De retour à Londres, Mary Shelley publie un compte rendu de La Guzla, les prétendus chants illyriques de Mérimée dont elle traduit quelques poèmes. L’un d’eux narrait l’histoire de deux amoureux qui s’enfuyaient en croupe d’un destrier blanc pour célébrer leur mariage.
Malheureusement, la jeune fille resta foudroyée sous le regard mortel de son fiancé, un fascinant Arnaut ayant « deux prunelles dans chacun œil », signe indubitable du regard qui tue.
Ce récit en vers de Mérimée était précédé d’une introduction en prose intitulée « Le mauvais œil » (ce qui en anglais donne justement The Evil Eye, le titre du conte gothique de Shelley).
The Evil Eye de Mary Shelley apparut en 1829 dans The Keepsake, une revue littéraire anglaise annuelle. Son héros de s’appelle Dmitri, un klephte (montagnard de la région entre l’Olympe et le Pinde, vivant surtout de brigandage) au service du Pacha Ali de Tepelena.
En son absence, sa maison est ravagée par des brigands qui tuent sa femme et enlèvent sa petite fille. Accablé par son deuil, Dmitri développe un esprit de vengeance qui l’emmène à utiliser le « mauvais œil » pour anéantir ses interlocuteurs. Il n’a qu’un seul ami, le grec Katushius Ziani, à qui il est lié par un pacte de fraternité de sang.
Pour venger un tort soutenu par Ziani, Dmitri enlève Constans, l’enfant d’un ennemi de Ziani. Mais une issue heureuse est proche : Dmitri découvre que la mère de Constans n’est nulle autre que sa propre fille, enlevée quand elle était dans ses langes.

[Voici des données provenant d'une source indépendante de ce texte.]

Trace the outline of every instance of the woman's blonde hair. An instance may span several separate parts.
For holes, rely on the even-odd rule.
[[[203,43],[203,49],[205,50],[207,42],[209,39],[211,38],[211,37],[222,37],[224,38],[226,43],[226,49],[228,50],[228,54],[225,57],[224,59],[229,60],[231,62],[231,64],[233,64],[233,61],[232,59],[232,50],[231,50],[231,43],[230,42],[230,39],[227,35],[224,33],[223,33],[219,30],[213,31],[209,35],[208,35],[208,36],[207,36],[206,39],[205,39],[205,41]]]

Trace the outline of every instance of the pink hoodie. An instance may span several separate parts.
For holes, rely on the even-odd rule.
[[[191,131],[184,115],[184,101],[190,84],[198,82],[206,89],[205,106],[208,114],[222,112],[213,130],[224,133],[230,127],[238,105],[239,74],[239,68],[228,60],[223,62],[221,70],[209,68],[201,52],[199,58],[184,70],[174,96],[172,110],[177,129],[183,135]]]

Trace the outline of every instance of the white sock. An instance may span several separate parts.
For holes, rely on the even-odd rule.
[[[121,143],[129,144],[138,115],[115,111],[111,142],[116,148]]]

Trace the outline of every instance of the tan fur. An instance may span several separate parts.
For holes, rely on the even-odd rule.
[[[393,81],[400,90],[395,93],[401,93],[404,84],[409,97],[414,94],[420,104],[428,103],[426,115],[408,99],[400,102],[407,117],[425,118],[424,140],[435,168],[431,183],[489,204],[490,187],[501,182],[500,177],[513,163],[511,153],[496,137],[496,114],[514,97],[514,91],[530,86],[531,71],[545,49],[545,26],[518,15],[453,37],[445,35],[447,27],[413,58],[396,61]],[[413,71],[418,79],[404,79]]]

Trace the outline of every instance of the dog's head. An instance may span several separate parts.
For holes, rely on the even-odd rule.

L’arrière-plan de ce récit montre des lignes récurrentes de la représentation littéraire de l’Albanie : l’albanais, Dmitri, était originaire du village de Korvo. Parmi les montagnes sauvages du district entre Yannina et Terpellène [sic ] coule le large cours d’eau d’Argyro-Castro, bastionné à l’ouest par des abrupts précipices couverts de bois, ombragé à l’est par des montagnes élevées. Le plus haut parmi ceux-ci est le mont Trebucci ; et dans un pli romantique de cette colline, distincte des minarets, couronnée par un dôme qui sort d’un groupe de cyprès pyramidaux, est le village pittoresque de Korvo. Les moutons et les chèvres forment le trésor apparent de ses habitants ; leurs armes et leurs yatagans, leurs habitudes guerrières et, avec eux, la noble profession du vol, sont des sources de richesses encore plus importantes. Parmi une race renommée pour le courage et l’entreprise sanglante, Dmitri se distinguait .
Dans ses premières lignes, le conte de Shelley affichait des lignes tirées du Childe Harold de Lord Byron, un poème qui comme peux d’autres a forgé l’image de l’Albanie. Là, le fier et sauvage Albanais aux jambes nues, la tête ceinte d’un châle, portant une riche carabine et des vêtements brodés d’or ; les Macédoniens aux écharpes de pourpre.
Par de tels détours, les sujets albanais circulaient dans la littérature européenne en en étoffant l’imaginaire au cours des siècles.